Einst hörte sie hingerissen Leonard Bernstein zu, wenn er ihr von Wien erzählte – bald wird sie selbst hier Wurzeln schlagen. Marin Alsop, die erste Frau, die je an der Spitze eines großen US-Orchesters stand, wird im Herbst nächsten Jahres als Nachfolgerin von Cornelius Meister Erste Chefdirigentin des ORF-Radiosymphonieorchesters (RSO).

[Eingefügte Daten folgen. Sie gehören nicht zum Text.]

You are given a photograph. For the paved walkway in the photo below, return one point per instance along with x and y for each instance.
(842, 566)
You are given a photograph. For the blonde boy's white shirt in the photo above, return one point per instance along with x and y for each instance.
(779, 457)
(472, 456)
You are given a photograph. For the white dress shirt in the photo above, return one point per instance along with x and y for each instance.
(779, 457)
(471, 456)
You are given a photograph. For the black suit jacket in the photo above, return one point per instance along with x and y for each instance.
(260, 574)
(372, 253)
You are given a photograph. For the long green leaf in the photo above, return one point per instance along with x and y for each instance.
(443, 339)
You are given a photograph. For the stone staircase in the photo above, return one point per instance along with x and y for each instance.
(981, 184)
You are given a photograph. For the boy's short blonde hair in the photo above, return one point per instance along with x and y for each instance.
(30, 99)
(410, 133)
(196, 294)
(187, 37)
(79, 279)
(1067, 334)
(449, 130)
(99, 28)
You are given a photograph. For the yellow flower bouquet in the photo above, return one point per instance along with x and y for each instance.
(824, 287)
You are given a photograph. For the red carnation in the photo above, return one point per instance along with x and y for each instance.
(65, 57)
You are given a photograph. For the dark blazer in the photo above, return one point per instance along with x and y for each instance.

„Wenn ich hier einfach einen Tag lang durch die Straßen gehen kann, wird ein Traum für mich wahr“, sagt die 61-jährige gebürtige New Yorkerin im Gespräch mit der „Presse“. „Ich fühle, wie Geschichte in jedem Moment lebendig wird, gleichzeitig ist es eine Stadt unserer Zeit. Dieses reiche Erbe fehlt uns in den USA.“ Dort übernahm Alsop 2007 das Baltimore Symphony Orchestra, ein Jahr später wurde sie in die ehrwürdige American Academy of Arts and Sciences gewählt, deren Mitglieder herausragende Künstler und Wissenschaftler sind. 2013 war sie dann die erste Frau, die je die Londoner „Last Night of the Proms“ dirigierte.

„Ich liebte Bernsteins Wien-Geschichten“

Das brennende Interesse an, die Erfahrung mit zeitgenössischer Musik verbindet sie mit dem auf Neue Musik spezialisierten RSO. Mit ihm trat sie 2014 zum ersten Mal mit auf – mit Mahler, Bernstein. Das Programm war auch eine Liebeserklärung. „Ich arbeite sehr gerne mit lebenden Komponisten“, sagt sie. „Aber was die Toten angeht – Brahms und Mahler waren meine frühesten Lieblingskomponisten und sind es bis heute.“ Bernstein wiederum „war mein Held, seit ich zehn Jahre alt war. Weil ich ihn dirigieren gesehen habe, wollte ich selbst Dirigentin werden.“ Zu einer Zeit wohlgemerkt, in der Frauen am Pult inexistent waren.

Leonard Bernstein wurde ihr Lehrer, ihr großer Mentor. „Ich durfte bei ihm studieren, mit ihm reisen. Seine Beziehung zu Wien war für ihn so wichtig, auf so vielen Ebenen, und ich habe seine Geschichten darüber sehr geliebt.“ Was er ihr sonst noch vor allem mitgegeben habe: „die Haltung, sich als bedingungsloser Botschafter der Komponisten zu sehen.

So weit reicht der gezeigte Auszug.